Tonight, of course, is the much-anticipated Iowa caucus, and there's a lot of talk about Catholic Rick Santorum and his growing momentum in Iowa despite being near the bottom of the Republican polls nationwide. Meanwhile, Washington Post takes a look at the other Catholic in the race--frontrunner Newt Gingrich--and whether he would really be a "Catholic president" in practice if he is elected.

There's plenty of news to report in the church, too. The NY Times takes a look at the new Anglican ordinariate that will welcome former Episcopalian communities into the Roman Catholic Church, while Pope Benedict has made official his plans for a Cuban visit in 2012. In the United States, the bishops are still focused on religious freedom in the year ahead, and Religion Dispatches' Sarah Posner takes a critical look at their agenda.
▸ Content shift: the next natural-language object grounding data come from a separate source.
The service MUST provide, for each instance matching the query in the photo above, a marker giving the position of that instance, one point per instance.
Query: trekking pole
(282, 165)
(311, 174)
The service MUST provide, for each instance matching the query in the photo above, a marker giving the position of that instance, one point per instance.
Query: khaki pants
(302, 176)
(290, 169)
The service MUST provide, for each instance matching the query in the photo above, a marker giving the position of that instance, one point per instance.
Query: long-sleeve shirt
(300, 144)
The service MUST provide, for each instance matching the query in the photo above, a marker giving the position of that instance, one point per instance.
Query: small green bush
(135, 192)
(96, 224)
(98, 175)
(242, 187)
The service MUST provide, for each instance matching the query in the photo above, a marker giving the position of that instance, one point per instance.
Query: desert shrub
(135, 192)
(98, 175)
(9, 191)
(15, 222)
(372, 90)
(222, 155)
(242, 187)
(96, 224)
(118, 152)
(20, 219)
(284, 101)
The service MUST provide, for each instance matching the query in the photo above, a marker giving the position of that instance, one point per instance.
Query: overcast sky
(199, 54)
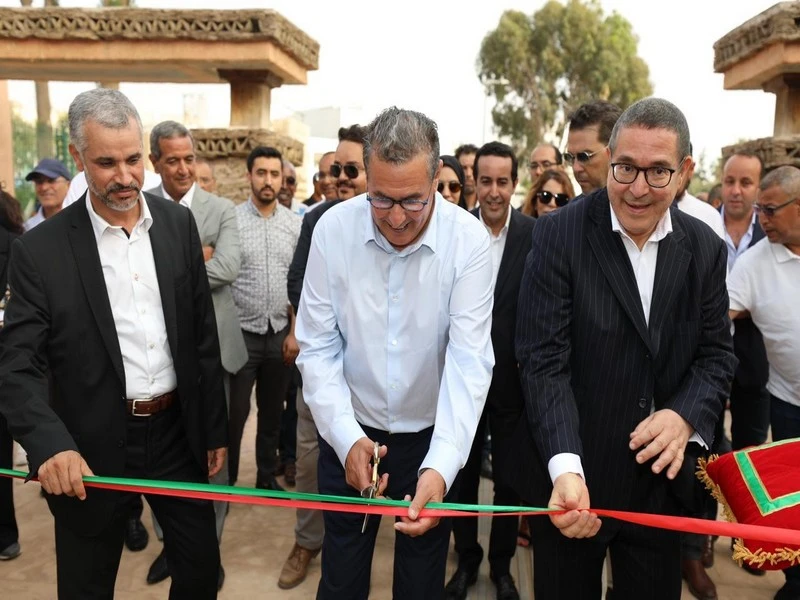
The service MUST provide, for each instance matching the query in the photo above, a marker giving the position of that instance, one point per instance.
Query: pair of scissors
(371, 490)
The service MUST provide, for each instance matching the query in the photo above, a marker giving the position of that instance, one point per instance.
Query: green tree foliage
(24, 144)
(540, 67)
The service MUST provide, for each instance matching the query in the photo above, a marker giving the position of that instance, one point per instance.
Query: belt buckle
(133, 407)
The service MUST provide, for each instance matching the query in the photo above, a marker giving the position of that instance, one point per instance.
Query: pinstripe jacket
(592, 367)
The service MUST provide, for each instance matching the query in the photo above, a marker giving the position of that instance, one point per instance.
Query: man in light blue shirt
(394, 332)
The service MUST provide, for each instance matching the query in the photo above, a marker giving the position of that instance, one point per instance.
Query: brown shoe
(295, 568)
(708, 552)
(700, 584)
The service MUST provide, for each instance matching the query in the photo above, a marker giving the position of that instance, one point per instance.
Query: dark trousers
(157, 448)
(287, 448)
(9, 533)
(692, 544)
(645, 562)
(419, 562)
(785, 419)
(265, 368)
(503, 536)
(749, 415)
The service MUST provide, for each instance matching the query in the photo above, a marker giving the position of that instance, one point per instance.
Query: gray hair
(654, 113)
(110, 108)
(164, 131)
(786, 177)
(397, 136)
The Philadelphia Inquirer over the weekend reported on rumors that the city's new archbishop, Charles Chaput, may be planning to sell off the bishop's mansion that has become his new home. The decision, the paper reports, is linked to a likely closure of parishes and schools in the Philly archdiocese in the years ahead. And speaking of closures, the announcement of restructuring in the Detroit archdiocese created a somber mood at Christmas liturgies this year, as some attended Mass in parishes that may no longer exist by next Christmas.

Here's a story that we shouldn't have had to wait until 2012 for: A New Orleans Catholic school became the last holdout to officially put an end to using corporal punishment. What took them so long?

And finally, some good news for all who made New Year's resolutions to live a healthier lifestyle this year: The Bible can be good for your health. It's probably even better if you read it while you're on the treadmill.